Zhu:It remains to be incredibly challenging how to develop effective targeted therapies or immunotherapy agents in patients with high AFP levels. In general, drug development in HCC remains to be very challenging for several reasons. The first is we still want to identify the molecular driver for HCC so that we can develop effective systemic targeted therapies. Second, the molecular heterogeneity of this disease represents a unique challenge for developing targeted therapies in general in the all-comer patient population. You have to be able to enrich the population based on selected molecular signature so that a certain targeted agent can be enriched for its efficacy. Third, we also know that the majority of patients with HCC occur in the background of underlying liver cirrhosis, and that actually impairs the ability of these patients to tolerate effective systemic therapy.
TARGETED ONCOLOGY:What are some of the ongoing challenges with treating patients with HCC even with the availability of several treatment options?
Zhu:Treating for HCC in the advanced disease setting continues to be a big challenge. We have developed quite a few targeted agents and immunotherapies in this disease; however, we still need to know how to better define the population that is likely to benefit from these drugs. In other words, we need to identify the so-called predictive biomarkers, so we know which population would benefit from a specific agent.
Secondly, with the availability of several agents, we need to know how to sequence these drugs rationally so that patients can derive the maximum benefit of these agents. Third, I think we need to develop additional effective drugs for this disease. We need to identify additional actionable driver signatures so that patients with this disease can have more treatment options.
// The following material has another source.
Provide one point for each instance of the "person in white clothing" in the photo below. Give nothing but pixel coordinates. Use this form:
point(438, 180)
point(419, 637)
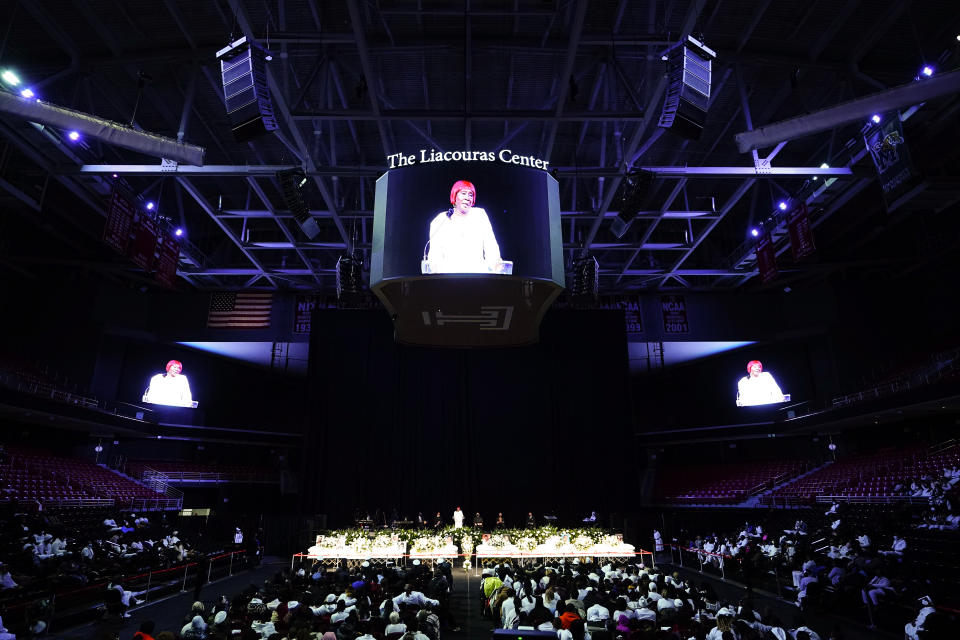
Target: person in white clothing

Lastly, I think we are starting to explore combination strategy already, how to combine agents like ramucirumab with other classes of agents, particularly with checkpoint inhibitors and other immunotherapy, so that we can improve the efficacy signal without compromising the safety profile of these patients. I think that with all these collective approaches, treatment options will continue to be expanded.
Zhu AX, Kang YK, Yen CJ, et al; REACH-2 study investigators.Ramucirumab after sorafenib in patients with advanced hepatocellular carcinoma and increased α-fetoprotein concentrations (REACH-2): a randomised, double-blind, placebo-controlled, phase 3 trial. Lancet Oncol.2019 Feb;20(2):282-296. doi: 10.1016/S1470-2045(18)30937-9.